# Canon EOS Rebel T1I help



## DutchMuch (Apr 12, 2017)

I just bought a new Canon EOS Rebel T1I with an EFS 18-55mm lens

And I was exploring the buttons and all that,
I have no clue how to use this thing. I tried to take some pictures using my hand to manually focus and its Super Difficult, and I obviously am in need of much advice on how to use this camera.

It has other equipment with it (a big ol' flash!) to but I just want to learn the camera and lens first.
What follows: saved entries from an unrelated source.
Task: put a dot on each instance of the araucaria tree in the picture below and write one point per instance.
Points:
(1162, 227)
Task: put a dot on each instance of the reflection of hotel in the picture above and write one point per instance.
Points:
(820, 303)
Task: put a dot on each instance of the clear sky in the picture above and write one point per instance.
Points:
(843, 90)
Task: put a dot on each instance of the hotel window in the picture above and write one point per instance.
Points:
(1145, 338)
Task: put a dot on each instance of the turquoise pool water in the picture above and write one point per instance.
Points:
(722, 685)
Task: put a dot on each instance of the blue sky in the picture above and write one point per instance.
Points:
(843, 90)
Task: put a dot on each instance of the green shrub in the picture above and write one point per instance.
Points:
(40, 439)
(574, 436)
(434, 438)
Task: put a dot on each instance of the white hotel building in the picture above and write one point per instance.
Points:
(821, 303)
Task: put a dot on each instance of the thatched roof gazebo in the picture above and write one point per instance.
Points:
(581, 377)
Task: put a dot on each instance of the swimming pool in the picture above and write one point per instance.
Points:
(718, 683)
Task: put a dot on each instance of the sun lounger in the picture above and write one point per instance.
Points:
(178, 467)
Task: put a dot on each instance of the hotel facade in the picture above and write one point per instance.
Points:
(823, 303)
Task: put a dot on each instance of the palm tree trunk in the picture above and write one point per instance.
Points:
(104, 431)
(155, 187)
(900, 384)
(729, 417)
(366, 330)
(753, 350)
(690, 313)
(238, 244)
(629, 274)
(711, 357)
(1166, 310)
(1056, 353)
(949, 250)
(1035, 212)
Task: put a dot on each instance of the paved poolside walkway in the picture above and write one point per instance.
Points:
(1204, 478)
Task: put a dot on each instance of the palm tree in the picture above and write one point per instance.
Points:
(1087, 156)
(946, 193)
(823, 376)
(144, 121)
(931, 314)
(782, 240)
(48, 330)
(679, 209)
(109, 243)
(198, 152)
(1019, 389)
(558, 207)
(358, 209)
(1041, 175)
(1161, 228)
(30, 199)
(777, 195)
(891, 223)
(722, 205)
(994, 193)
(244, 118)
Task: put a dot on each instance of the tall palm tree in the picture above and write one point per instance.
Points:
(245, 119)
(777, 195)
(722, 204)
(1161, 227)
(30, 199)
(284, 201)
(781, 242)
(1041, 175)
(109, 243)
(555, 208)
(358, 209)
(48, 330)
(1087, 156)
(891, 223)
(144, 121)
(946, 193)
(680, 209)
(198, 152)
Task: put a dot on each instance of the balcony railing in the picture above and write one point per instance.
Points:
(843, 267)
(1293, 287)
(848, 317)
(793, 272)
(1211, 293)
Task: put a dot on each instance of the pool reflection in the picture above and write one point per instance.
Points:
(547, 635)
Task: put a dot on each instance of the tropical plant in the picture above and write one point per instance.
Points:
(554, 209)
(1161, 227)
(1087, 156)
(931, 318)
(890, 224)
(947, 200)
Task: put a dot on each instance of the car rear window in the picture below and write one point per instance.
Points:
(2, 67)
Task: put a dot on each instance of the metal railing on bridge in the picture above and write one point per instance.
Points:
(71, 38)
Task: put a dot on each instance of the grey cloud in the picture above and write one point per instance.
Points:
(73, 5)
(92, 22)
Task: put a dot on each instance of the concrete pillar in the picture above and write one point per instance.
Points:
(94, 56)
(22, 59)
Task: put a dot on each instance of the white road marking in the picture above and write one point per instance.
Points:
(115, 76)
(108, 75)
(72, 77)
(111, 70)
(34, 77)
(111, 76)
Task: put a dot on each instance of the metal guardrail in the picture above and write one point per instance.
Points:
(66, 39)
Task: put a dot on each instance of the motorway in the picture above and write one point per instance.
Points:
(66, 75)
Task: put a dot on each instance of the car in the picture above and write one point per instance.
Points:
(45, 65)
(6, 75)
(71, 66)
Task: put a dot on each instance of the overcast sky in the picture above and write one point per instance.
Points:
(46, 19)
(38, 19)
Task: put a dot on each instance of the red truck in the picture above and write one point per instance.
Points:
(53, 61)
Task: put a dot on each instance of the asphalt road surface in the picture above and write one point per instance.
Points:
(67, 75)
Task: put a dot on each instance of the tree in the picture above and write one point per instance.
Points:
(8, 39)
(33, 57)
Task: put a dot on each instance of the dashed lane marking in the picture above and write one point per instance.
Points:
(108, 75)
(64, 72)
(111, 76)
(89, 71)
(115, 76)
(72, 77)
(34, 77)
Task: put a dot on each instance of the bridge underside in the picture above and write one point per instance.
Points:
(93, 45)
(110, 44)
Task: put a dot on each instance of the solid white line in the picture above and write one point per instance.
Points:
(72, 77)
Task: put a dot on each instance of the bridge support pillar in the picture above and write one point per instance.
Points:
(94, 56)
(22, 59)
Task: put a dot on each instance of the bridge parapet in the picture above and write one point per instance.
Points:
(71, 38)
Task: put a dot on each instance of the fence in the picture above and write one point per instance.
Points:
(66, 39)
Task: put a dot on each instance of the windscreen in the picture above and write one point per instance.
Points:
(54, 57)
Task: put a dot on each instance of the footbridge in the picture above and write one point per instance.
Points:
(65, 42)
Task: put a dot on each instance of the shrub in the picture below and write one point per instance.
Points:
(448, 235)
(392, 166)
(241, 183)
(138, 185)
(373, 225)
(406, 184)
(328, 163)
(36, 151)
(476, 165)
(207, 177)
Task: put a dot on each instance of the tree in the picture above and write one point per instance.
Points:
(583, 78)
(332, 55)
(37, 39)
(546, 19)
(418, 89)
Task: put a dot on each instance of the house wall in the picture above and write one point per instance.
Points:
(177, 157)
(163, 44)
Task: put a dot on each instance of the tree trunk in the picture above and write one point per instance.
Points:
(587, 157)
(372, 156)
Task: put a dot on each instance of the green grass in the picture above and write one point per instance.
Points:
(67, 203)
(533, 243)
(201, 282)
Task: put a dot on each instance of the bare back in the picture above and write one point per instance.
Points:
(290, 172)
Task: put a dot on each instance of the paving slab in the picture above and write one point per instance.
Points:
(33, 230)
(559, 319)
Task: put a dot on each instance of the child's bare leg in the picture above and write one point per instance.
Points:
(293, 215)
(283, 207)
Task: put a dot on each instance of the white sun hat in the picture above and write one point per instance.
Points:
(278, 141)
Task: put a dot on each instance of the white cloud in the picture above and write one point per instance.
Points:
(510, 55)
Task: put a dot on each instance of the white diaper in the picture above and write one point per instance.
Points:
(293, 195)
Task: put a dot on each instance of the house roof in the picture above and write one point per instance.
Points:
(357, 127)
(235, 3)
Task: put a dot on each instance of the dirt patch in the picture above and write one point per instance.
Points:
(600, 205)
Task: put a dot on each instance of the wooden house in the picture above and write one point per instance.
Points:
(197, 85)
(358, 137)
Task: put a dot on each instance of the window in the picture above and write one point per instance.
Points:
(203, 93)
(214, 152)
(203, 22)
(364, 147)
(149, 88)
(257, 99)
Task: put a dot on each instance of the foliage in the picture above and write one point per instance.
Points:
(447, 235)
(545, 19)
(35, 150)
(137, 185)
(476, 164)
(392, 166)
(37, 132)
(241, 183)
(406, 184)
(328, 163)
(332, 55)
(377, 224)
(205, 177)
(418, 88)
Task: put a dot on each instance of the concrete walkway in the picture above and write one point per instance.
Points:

Where do I even start? I tried taking some pics as I said and they just.. didn't turn out to good, not like really bad but its really hard to get it to focus where I want it... And I cant figure out how to do like "macro" pics, is 18mm even macro? lol.


----------



## DutchMuch (Apr 12, 2017)

And something I find really difficult, is that I cant figure out how to put the image that Will be taken (or the live image) on the display screen so I can edit ISO and all that to see what it will look like when I snap the pic... That's a big thing to.


----------



## DutchMuch (Apr 12, 2017)

Also looking for macro lense suggestions, to get really close up pics, that are of good quality.


----------



## DutchMuch (Apr 12, 2017)

bump!


----------



## DutchMuch (Apr 12, 2017)

buuump


----------



## DutchMuch (Apr 12, 2017)

no one? shux.


----------